L'avis express de Dup sur Un cri dans le désert de Catriona Ward
L'AVIS DE DUP
Nous faisons la connaissance d'une famille "traditionnelle" avec la mère Rob, le père Irving, la fille aînée adolescente, Callie, et la plus jeune, Annie. Callie est proche de son père alors qu'Annie est couvée par sa mère. L'entente entre les parents est loin d'être cordiale, ils s'engueulent en permanence quand ils pensent que les filles n'entendent pas... naïfs qu'ils sont.
Annie vient de déclarer la varicelle, et je vous livre la première phrase du roman alors que Rob est annoncée la narratrice :
C'est la varicelle qui confirme mes soupçons : mon mari me trompe à nouveau.

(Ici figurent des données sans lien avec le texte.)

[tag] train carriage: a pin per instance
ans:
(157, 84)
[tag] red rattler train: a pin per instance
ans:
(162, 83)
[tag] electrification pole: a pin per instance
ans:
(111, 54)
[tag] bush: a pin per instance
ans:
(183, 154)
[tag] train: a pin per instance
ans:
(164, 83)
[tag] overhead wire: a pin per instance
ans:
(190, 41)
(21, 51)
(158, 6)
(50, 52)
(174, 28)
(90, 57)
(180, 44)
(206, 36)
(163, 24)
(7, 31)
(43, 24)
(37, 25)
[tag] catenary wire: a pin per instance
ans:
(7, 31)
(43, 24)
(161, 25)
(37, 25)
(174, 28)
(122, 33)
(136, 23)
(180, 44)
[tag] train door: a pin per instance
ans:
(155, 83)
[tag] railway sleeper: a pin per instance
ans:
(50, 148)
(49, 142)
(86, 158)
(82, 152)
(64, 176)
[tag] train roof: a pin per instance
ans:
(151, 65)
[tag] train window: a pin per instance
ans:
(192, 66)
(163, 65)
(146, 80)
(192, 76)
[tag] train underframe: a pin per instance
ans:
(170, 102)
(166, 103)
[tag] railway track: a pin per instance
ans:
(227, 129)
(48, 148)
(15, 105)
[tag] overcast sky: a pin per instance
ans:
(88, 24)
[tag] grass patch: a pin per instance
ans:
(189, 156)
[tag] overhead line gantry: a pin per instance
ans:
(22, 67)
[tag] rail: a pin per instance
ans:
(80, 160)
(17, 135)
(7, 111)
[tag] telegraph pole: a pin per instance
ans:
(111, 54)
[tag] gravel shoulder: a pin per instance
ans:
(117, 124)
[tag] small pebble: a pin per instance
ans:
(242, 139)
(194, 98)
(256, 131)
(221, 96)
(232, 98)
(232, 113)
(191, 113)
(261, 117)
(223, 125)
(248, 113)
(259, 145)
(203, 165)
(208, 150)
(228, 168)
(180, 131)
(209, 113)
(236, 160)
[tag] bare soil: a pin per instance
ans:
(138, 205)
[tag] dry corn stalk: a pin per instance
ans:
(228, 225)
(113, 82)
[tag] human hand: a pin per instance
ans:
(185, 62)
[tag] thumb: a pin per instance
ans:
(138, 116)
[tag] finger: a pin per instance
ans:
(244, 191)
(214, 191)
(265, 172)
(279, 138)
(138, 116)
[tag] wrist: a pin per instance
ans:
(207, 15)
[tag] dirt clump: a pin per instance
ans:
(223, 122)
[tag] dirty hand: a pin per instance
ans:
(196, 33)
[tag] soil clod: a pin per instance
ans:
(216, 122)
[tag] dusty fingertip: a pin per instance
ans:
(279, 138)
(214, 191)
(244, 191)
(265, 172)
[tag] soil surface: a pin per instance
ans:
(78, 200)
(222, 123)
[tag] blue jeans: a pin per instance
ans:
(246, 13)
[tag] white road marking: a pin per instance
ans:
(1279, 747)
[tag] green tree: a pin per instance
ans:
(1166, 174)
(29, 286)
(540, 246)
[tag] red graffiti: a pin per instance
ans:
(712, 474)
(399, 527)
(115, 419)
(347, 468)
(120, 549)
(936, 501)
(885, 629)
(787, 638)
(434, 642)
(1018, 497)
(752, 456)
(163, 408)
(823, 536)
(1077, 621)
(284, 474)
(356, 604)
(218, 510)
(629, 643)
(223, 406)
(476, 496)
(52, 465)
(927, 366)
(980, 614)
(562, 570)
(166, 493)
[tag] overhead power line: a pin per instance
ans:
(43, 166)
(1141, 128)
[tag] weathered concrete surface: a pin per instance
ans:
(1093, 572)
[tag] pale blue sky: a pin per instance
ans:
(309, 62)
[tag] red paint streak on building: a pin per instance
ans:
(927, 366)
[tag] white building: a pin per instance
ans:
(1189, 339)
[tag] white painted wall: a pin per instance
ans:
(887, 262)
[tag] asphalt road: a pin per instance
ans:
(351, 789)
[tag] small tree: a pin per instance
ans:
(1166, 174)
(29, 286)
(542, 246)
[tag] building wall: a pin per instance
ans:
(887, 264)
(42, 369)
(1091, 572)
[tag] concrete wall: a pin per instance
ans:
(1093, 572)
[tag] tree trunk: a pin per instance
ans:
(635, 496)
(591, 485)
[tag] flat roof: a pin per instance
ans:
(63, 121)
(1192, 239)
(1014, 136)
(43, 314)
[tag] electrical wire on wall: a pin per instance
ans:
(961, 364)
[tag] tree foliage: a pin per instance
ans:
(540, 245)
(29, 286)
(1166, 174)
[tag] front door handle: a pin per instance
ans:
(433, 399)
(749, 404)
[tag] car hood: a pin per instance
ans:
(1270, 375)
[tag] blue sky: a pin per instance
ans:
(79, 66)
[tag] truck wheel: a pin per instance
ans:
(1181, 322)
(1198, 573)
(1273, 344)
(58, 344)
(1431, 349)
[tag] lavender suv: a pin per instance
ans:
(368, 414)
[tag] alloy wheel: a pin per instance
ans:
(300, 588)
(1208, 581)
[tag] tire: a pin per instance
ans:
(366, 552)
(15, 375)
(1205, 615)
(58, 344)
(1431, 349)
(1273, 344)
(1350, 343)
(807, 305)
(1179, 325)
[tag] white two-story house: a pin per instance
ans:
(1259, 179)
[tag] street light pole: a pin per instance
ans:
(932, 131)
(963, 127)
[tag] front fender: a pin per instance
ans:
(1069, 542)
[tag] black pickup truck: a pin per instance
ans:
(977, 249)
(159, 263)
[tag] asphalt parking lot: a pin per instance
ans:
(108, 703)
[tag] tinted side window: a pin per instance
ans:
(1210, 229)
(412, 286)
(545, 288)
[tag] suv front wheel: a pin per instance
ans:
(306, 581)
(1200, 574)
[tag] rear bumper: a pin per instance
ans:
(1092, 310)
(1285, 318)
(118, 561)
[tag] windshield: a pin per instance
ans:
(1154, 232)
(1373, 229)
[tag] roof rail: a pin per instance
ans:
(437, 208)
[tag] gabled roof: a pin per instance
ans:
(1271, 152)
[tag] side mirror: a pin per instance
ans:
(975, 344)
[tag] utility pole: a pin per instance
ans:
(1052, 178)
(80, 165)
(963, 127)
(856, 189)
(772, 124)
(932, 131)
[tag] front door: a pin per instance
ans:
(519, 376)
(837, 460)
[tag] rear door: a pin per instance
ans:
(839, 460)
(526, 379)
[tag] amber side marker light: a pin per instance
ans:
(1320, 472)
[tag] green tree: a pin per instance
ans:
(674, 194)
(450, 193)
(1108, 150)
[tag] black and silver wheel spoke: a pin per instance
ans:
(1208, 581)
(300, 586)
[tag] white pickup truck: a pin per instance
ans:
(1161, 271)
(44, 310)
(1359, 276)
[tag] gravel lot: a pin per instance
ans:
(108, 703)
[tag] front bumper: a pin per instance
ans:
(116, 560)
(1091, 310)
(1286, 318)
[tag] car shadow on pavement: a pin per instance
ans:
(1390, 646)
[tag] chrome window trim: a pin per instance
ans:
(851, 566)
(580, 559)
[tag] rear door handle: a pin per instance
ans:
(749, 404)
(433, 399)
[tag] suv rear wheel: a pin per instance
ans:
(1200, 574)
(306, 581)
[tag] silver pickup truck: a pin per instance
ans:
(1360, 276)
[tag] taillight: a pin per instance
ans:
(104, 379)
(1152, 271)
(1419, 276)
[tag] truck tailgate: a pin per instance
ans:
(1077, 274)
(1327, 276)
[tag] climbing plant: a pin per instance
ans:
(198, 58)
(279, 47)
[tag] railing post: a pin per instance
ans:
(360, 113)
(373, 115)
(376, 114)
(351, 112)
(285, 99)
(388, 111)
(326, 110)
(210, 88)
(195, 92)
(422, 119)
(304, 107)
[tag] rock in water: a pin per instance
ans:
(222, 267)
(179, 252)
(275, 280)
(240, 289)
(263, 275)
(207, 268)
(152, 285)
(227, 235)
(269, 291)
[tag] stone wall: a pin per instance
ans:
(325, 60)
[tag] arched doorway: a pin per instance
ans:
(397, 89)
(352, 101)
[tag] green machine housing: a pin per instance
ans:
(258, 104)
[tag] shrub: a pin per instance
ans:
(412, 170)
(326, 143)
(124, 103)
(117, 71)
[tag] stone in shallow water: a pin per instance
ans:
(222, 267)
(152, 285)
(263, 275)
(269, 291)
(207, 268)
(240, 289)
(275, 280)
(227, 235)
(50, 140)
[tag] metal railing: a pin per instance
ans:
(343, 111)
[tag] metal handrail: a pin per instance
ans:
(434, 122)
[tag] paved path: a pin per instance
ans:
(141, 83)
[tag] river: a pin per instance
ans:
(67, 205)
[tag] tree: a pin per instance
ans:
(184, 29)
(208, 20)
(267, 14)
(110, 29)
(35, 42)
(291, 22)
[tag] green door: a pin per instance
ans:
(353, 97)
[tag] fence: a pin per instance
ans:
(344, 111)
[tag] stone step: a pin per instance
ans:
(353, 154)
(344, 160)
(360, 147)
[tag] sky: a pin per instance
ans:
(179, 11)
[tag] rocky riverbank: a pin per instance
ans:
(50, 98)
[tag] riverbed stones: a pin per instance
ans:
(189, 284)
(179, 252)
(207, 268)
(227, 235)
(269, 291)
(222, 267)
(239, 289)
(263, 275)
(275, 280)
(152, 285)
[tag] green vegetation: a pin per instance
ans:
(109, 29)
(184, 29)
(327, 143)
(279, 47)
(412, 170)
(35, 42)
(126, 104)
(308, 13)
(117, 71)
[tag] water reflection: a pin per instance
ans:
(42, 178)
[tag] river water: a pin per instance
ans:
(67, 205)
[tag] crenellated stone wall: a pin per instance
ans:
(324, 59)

Callie parle à un moi imaginaire qu'elle a baptisé Callie-Pâle, ainsi qu'aux esprits des animaux morts et collectionne des squelettes d'animaux... Bref charmante famille traditionnelle n'est-ce-pas ?
Rob vient de découvrir cette collection macabre et décide de s'occuper de sa fille aînée, rassemble un léger paquetage et l'emmène dans le désert, dans la propriété où elle a grandi et qu'elle a hérité de ses parents. Ce qui arrange bien Irving car sa nouvelle maîtresse n'est autre que la voisine et accessoirement l'amie de Rob.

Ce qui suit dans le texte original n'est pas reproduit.